Re: Hive performance vs. SQL?

2012-03-19 Thread Keith Wiley
Thanks for the response.

Cheers!

On Mar 19, 2012, at 16:42 , Maxime Brugidou wrote:

> From my experience, if you can fit data in a SQL without sharding or 
> anything, don't ever think twice. Hive is not even comparable.



Keith Wiley kwi...@keithwiley.com keithwiley.commusic.keithwiley.com

"What I primarily learned in grad school is how much I *don't* know.
Consequently, I left grad school with a higher ignorance to knowledge ratio than
when I entered."
   --  Keith Wiley




Re: Hive performance vs. SQL?

2012-03-19 Thread Maxime Brugidou
>From my experience, if you can fit data in a SQL without sharding or
anything, don't ever think twice. Hive is not even comparable.

I would rather say that Hive is a nice SQL interface over Hadoop M/R rather
than any SQL replacement. If you are running a DWH in SQL and you don't
need to grow your data to at least a couple of Tb, then keep SQL. The very
nice feature of Hadoop/Hive is that your DWH can grow (almost) horizontally
without much trouble by buying new servers, and most of your queries scale
with the number of servers too.

You have to know that doing a SELECT count(1) FROM t where t is ~1Gb can
take more time to start/stop the M/R job which has huge overhead than to
actually count. A simple wc -l takes about a second on any normal PC.

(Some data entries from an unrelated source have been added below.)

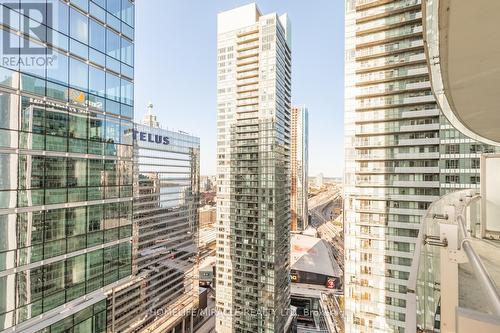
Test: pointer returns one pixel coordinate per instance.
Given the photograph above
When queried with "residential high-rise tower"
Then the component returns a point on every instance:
(392, 158)
(253, 181)
(401, 155)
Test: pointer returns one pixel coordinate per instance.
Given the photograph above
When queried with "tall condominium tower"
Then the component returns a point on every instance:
(166, 193)
(392, 158)
(299, 168)
(253, 198)
(66, 103)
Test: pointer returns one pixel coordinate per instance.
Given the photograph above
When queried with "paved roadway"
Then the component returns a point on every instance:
(321, 208)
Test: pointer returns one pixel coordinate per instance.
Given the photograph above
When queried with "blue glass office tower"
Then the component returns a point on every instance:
(66, 168)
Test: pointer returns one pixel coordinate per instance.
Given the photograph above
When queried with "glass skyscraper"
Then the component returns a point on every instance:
(253, 171)
(165, 247)
(66, 168)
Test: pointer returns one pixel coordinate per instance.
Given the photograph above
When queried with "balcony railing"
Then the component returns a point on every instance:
(453, 281)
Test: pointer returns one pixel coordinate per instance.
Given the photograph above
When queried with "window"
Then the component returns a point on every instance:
(475, 163)
(97, 36)
(127, 92)
(97, 80)
(452, 179)
(78, 74)
(452, 149)
(474, 180)
(112, 44)
(56, 121)
(32, 116)
(451, 164)
(59, 72)
(96, 127)
(112, 87)
(7, 101)
(127, 53)
(78, 125)
(55, 172)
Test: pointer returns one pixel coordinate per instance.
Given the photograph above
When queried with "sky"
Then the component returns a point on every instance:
(175, 69)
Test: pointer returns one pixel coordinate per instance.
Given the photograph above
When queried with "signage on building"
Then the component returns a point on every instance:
(150, 137)
(330, 283)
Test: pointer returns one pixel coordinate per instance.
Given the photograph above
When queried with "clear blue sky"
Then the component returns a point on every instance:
(175, 68)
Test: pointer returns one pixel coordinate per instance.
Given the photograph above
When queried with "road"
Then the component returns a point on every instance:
(328, 226)
(207, 325)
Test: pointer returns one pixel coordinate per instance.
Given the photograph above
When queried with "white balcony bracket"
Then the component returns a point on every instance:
(449, 273)
(457, 256)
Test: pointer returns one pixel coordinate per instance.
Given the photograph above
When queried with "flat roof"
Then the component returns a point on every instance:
(311, 254)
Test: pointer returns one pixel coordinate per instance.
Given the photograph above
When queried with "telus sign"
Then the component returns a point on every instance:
(149, 137)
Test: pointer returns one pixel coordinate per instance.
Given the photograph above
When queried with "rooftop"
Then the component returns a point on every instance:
(311, 254)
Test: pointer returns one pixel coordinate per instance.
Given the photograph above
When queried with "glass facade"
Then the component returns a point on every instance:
(392, 158)
(253, 171)
(90, 319)
(66, 167)
(459, 159)
(165, 247)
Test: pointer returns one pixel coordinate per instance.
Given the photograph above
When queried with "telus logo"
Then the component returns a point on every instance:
(149, 137)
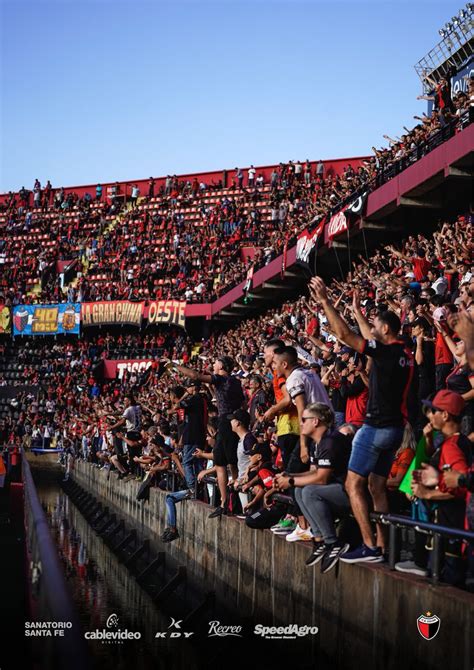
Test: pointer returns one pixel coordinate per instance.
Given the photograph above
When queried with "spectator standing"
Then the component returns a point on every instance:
(251, 176)
(229, 397)
(380, 436)
(194, 430)
(283, 410)
(304, 388)
(447, 504)
(320, 492)
(239, 175)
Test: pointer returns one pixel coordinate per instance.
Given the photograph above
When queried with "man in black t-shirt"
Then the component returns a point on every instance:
(229, 396)
(376, 442)
(194, 429)
(320, 492)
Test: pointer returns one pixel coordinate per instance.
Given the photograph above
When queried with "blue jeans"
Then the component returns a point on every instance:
(191, 465)
(171, 500)
(319, 503)
(373, 450)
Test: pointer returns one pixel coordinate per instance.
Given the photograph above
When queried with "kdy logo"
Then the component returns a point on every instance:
(428, 625)
(176, 632)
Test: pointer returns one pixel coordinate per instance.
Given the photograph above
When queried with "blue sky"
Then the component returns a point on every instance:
(99, 90)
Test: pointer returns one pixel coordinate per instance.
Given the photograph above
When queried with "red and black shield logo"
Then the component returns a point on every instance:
(428, 625)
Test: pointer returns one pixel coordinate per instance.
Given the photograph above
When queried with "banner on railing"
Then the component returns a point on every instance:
(5, 319)
(306, 247)
(113, 312)
(116, 369)
(46, 319)
(172, 312)
(340, 222)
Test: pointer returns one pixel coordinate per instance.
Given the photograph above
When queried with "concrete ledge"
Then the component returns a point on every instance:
(363, 612)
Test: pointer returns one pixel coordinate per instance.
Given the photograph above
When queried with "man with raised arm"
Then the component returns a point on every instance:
(230, 397)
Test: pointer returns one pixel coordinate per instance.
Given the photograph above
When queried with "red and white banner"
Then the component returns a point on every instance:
(112, 312)
(337, 224)
(116, 369)
(306, 243)
(172, 312)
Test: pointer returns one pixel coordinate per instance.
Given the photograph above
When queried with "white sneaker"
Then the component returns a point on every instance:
(299, 535)
(412, 568)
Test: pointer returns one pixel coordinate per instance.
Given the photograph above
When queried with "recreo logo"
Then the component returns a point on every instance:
(216, 630)
(428, 625)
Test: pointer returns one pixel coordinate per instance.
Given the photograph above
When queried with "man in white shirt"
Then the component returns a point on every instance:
(303, 385)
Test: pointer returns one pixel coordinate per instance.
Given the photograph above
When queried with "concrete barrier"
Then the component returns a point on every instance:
(366, 615)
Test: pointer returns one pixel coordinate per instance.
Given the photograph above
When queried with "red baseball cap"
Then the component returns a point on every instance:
(446, 401)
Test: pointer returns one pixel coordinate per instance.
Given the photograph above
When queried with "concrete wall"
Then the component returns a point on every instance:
(366, 614)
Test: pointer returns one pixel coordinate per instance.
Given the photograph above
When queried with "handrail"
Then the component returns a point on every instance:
(50, 585)
(423, 526)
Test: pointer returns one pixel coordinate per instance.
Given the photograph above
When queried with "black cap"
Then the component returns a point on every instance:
(241, 416)
(227, 363)
(192, 382)
(263, 449)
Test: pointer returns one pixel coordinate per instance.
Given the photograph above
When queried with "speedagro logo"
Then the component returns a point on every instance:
(115, 636)
(290, 632)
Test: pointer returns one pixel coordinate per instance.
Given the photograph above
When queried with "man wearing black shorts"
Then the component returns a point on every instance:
(229, 396)
(376, 442)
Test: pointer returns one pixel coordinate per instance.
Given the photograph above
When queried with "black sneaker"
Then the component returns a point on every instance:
(316, 555)
(331, 554)
(219, 511)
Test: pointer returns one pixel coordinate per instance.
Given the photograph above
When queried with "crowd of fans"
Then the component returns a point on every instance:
(185, 240)
(322, 400)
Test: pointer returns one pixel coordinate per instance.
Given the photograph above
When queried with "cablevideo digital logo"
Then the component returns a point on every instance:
(428, 625)
(112, 634)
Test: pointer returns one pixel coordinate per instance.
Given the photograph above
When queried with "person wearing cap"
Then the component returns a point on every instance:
(377, 441)
(193, 434)
(240, 422)
(259, 475)
(303, 387)
(447, 504)
(320, 493)
(229, 396)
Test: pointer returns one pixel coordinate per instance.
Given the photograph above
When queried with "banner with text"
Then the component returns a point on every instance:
(172, 312)
(306, 248)
(116, 369)
(114, 312)
(340, 222)
(46, 319)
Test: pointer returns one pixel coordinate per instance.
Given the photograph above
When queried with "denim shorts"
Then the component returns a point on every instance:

On Mon, Mar 19, 2012 at 11:51 PM, Keith Wiley  wrote:

> I haven't had an opportunity to set up a huge Hive database yet because
> exporting csv files from our SQL database is, in itself, a rather laborious
> task.  I was just curious how I might expect Hive to perform vs. SQL on
> large databases and large queries?  I realize Hive is pretty "latent" since
> it builds and runs MapReduce jobs for even the simplest queries, but that
> is precisely why I think it might perform better on long queries against
> large (external CSV) databases).
>
> Would you expect Hive to ever outperform SQL on a single machine
> (standalone or pseudo-distributed mode)?  I am entirely open to the
> possibility that the answer is no, that Hive could never compete with SQL
> in a single machine.  Is this true?
>
> If so, how large (how parallel) do you think the underlying Hadoop cluster
> needs to be before Hive overtakes SQL?  2X?  10X?  Where is the crossover
> point where Hive actually outperforms SQL?
>
> Along similar lines, might Hive never outperform SQL on a database small
> enough for SQL to run on a single machine, a 10s to 100s of GBs?  Must the
> database itself be so large that SQL is effectively crippled and the data
> must be distributed before Hive offer significant gains?
>
> I am really just trying to get a basic feel for how I might anticipate's
> Hive's behavior vs. SQL once I get a large system up and running.
>
> Thanks.
>
>
> 
> Keith Wiley kwi...@keithwiley.com keithwiley.com
> music.keithwiley.com
>
> "I used to be with it, but then they changed what it was.  Now, what I'm
> with
> isn't it, and what's it seems weird and scary to me."
>   --  Abe (Grandpa) Simpson
>
> 
>
>


Hive performance vs. SQL?

2012-03-19 Thread Keith Wiley
I haven't had an opportunity to set up a huge Hive database yet because 
exporting csv files from our SQL database is, in itself, a rather laborious 
task.  I was just curious how I might expect Hive to perform vs. SQL on large 
databases and large queries?  I realize Hive is pretty "latent" since it builds 
and runs MapReduce jobs for even the simplest queries, but that is precisely 
why I think it might perform better on long queries against large (external 
CSV) databases).

Would you expect Hive to ever outperform SQL on a single machine (standalone or 
pseudo-distributed mode)?  I am entirely open to the possibility that the 
answer is no, that Hive could never compete with SQL in a single machine.  Is 
this true?

If so, how large (how parallel) do you think the underlying Hadoop cluster 
needs to be before Hive overtakes SQL?  2X?  10X?  Where is the crossover point 
where Hive actually outperforms SQL?

Along similar lines, might Hive never outperform SQL on a database small enough 
for SQL to run on a single machine, a 10s to 100s of GBs?  Must the database 
itself be so large that SQL is effectively crippled and the data must be 
distributed before Hive offer significant gains?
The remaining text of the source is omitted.